L'expérience du voyage
 
 

L'emploi au XVIIe siècle du mot voiage pour désigner tant le déplacement que son récit suggère des relations étroites entre l'expérience vécue et l'écriture. Pourtant, ce lien ne va pas de soi.

Au Moyen Âge, croisades, pèlerinages, missions diplomatiques et commerce poussent les hommes sur les chemins, sans qu'ils éprouvent le besoin de relater leurs aventures. C'est que la pérégrination ne constitue pas une expérience de l'Autre et ne modifie aucunement la vision d'un monde ordonné par Dieu. L'homo viator ne s'ouvre pas au lointain mais effectue un retour à la patrie perdue sans détourner son attention du but. Lors de ses "voyages d'outre-mer", d'où la curiosité est proscrite, l'Autre est absent. Ne sont livrés, en guise de description du monde, que des guides impersonnels rédigés à l'intention d'autres pèlerins.

 
 
  Pourtant, c'est au Moyen Âge que nous devons le prototype du récit de voyage : Le Devisement du monde ou Le Livre des merveilles du monde (1298), qui exalte autant les merveilles de l'Asie que les exploits du héros Marco Polo.
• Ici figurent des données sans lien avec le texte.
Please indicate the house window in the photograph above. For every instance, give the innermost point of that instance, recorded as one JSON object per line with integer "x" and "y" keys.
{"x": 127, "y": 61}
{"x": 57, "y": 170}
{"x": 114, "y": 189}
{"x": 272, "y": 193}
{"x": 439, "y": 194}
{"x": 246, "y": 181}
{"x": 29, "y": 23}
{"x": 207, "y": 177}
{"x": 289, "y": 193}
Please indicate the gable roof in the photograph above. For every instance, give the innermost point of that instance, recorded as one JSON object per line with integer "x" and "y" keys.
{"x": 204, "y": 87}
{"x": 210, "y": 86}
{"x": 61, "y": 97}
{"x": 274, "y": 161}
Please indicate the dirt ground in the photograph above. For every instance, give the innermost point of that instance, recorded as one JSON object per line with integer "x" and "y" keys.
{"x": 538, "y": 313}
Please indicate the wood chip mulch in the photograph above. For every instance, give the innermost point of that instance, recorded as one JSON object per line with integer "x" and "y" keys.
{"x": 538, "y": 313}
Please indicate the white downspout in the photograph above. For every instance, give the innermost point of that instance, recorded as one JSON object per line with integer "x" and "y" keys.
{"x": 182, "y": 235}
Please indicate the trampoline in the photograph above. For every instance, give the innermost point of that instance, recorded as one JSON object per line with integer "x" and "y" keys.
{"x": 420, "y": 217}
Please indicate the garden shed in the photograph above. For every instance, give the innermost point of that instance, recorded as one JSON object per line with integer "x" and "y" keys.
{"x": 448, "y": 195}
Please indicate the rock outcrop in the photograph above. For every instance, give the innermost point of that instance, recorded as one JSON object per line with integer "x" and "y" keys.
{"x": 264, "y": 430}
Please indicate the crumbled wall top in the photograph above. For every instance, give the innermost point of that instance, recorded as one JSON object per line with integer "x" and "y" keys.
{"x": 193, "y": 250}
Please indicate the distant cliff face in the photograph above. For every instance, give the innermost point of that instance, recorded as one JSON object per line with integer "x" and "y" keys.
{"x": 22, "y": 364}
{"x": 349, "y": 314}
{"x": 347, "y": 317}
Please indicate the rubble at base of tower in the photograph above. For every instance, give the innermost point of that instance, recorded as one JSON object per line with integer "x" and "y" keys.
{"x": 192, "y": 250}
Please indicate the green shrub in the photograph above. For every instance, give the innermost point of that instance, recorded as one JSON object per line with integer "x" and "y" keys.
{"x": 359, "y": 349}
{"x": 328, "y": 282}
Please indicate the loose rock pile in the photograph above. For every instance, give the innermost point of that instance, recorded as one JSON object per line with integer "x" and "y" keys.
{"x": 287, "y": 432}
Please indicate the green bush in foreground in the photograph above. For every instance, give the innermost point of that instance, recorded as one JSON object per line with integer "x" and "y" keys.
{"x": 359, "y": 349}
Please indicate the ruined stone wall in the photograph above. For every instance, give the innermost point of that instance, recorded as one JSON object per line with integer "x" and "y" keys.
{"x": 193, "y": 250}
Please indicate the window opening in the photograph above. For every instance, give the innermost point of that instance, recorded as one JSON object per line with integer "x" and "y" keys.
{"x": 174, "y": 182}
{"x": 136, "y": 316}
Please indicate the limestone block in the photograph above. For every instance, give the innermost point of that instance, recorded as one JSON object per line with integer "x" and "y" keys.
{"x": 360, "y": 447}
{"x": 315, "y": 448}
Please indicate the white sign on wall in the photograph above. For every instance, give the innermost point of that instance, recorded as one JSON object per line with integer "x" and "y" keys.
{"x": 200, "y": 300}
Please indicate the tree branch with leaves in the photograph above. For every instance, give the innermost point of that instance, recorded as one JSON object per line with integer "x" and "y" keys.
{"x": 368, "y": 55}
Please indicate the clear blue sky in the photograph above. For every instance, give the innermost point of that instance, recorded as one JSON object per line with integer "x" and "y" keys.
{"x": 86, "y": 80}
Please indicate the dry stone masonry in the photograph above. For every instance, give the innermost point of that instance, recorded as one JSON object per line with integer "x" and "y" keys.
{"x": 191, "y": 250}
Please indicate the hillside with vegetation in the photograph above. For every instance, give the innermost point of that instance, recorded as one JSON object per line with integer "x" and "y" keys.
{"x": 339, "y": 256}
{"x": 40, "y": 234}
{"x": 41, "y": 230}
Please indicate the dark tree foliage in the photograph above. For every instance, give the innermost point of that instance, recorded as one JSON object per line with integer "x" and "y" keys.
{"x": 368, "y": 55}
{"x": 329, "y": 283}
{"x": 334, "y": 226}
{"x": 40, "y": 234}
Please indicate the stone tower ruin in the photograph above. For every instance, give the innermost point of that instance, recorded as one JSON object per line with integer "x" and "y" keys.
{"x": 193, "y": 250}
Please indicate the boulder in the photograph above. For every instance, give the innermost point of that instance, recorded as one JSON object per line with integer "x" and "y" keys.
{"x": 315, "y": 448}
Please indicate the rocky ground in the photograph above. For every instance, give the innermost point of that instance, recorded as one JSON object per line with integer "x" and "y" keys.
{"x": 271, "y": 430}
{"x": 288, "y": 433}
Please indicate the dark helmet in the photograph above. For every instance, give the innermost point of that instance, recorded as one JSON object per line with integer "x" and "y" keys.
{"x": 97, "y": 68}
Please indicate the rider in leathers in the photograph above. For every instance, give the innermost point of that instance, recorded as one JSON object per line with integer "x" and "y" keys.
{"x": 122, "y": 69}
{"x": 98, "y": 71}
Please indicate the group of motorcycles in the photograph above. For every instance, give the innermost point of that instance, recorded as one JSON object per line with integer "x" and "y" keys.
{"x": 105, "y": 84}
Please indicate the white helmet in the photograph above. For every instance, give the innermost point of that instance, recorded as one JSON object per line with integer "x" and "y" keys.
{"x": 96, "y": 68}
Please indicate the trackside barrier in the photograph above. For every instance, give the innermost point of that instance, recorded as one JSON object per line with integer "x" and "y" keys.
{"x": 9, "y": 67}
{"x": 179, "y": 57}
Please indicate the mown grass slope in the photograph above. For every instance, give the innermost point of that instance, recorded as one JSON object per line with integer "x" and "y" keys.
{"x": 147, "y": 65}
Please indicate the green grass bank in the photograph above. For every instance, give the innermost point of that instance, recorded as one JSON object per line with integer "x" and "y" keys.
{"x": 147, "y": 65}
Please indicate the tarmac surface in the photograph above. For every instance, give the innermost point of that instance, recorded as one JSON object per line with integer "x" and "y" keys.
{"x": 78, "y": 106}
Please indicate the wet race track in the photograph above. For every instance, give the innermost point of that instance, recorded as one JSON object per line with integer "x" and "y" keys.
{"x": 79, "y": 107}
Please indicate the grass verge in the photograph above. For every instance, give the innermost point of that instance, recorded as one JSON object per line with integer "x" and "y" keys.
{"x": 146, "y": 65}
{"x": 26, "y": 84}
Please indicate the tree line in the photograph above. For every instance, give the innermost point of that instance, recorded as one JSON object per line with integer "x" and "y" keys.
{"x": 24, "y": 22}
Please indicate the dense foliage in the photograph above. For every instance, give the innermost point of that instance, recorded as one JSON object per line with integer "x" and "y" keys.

La reconnaissance de la curiosité comme vertu, l'émergence d'un sujet critique conscient de sa singularité fondent le récit de voyage. Marco Polo jette un regard personnel sur un monde neuf, l'Extrême-Orient, au-delà de cet espace si symbolique qu'est le Proche-Orient. Il corrige les erreurs concernant les coutumes, la flore et la faune, tout en accordant sa description avec le merveilleux médiéval. Le Devisement est surtout une division du monde : au centre, le royaume de Cathay, véritable utopie d'une cité idéale sécularisée, se substitue au paradis terrestre ; tout autour, le monde sauvage de la mer du Sud, peuplé de monstres, est plus exotique que mythique.

   
       
 
 
  Creuset de l'ancien et du nouveau, les récits des voyageurs épousent et soutiennent les systèmes de pensée de chaque époque, faisant apparaître ici et là des écarts que les successeurs viennent combler. Ainsi, Jean de Léry, dans son Histoire d'un voyage fait en la terre du Brésil (1578), porte un témoignage direct, personnel, déjà moderne, sur les sauvages. À propos du même pays, son contemporain André Thevet, lui, compile encore doctement les savoirs antiques, ainsi qu'en témoignent ses portraits des "Amazones" hérités de Tacite et d'Hérodote. Il en est de même au XVIIe siècle, une période où les voyages n'ont pas toujours bonne réputation. Le siècle de Louis XIV, replié sur le pouvoir centralisateur, s'intéresse encore peu au Nouveau Monde, préférant le Levant au Ponant. Mais le "voyagiste" semble incarner un idéal de rationalisme : il offre le tableau d'un monde stable et ordonné. Le début du Discours de la méthode de Descartes n'est-il pas rédigé dans le style du récit de voyage ? À l'âge classique, les allégories sont convoquées pour légitimer la grande mission confiée aux aventuriers. Les épopées du retour d'Ulysse et de l'errance d'Énée sont réinterprétées à l'aune des arpenteurs modernes. Dans les récits, on attribue même aux "sauvages" et aux "Capitaines Amériquains" une éloquence toute théâtrale qui n'est pas sans rappeler celle des Anciens.